R. Zajdenverg1, S. Badal-Faesen2, J. Andrade-Villanueva3, J. Gathe4, H. Mingrone5, A. Hermes6, I. Gaultier6, L. Fredrick6, W. Woodward6, A. Lawal6, T. Podsadecki6, B. Bernstein6, on behalf of the M06-802 Study Team
1Projeto Praça Onze, UFRJ, Rio de Janeiro, Brazil, 2University of Witwatersrand, Clinical HIV Research Unit, Houghton, Johannesburg, South Africa, 3Hospital Civil de Guadalajara, Guadalajara, Mexico, 4Therapeutic Concepts, Houston, TX, United States, 5Muñiz Hospital, HIV Outpatient Care Unit, Buenos Aires City, Argentina, 6Abbott Laboratories, Abbott Park, IL, United States
Background: In 2 prior studies of antiretroviral-naïve subjects, LPV/r dosed QD was non-inferior to BID when co-administered with NRTIs. Study M06-802 is the first large randomized trial comparing QD and BID dosing of LPV/r in HIV-1-infected antiretroviral-experienced subjects.

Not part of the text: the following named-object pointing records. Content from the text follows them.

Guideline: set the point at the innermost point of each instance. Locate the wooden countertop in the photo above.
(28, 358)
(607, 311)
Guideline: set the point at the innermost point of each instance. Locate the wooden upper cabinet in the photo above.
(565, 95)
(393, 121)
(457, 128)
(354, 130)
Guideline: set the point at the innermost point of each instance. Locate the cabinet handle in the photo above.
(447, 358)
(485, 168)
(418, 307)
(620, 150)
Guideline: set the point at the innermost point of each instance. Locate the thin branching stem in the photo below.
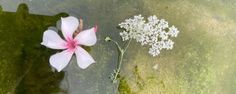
(121, 56)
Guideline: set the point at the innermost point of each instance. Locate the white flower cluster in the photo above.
(155, 33)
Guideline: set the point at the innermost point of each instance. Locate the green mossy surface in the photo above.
(201, 62)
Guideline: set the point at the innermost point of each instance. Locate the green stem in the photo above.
(122, 51)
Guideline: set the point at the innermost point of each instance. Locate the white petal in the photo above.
(68, 26)
(52, 40)
(83, 58)
(60, 60)
(87, 37)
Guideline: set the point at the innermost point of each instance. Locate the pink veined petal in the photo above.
(87, 37)
(68, 26)
(52, 40)
(60, 60)
(83, 58)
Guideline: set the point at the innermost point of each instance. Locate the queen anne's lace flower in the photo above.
(155, 32)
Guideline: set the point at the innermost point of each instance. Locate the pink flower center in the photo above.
(71, 44)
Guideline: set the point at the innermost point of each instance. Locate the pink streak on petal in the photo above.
(95, 28)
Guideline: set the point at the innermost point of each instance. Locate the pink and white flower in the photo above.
(70, 44)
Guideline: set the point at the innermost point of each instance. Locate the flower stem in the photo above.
(121, 56)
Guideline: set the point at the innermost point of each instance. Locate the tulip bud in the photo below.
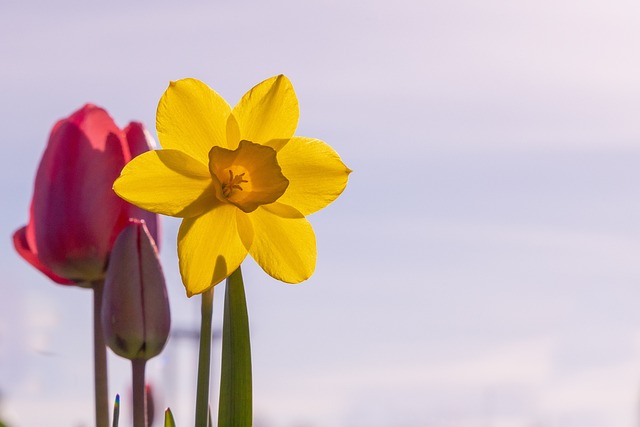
(135, 306)
(75, 216)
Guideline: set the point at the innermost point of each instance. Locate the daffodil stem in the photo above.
(204, 360)
(235, 409)
(100, 359)
(139, 393)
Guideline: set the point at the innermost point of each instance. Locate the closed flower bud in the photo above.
(75, 216)
(135, 306)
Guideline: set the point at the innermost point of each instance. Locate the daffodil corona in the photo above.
(239, 178)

Methods: 599 subjects with plasma HIV-1 RNA >1000 copies/mL on current regimen received open-label LPV/r tablet 800/200 mg QD or 400/100 mg BID (randomized 1:1), with >2 NRTIs chosen by investigators based on screening genotype and treatment history. The primary efficacy endpoint was the proportion of subjects with HIV-1 RNA < 50 copies/mL at Week 48, based on the FDA time to loss of virologic response (ITT-TLOVR) algorithm, with a non-inferiority margin of -12%.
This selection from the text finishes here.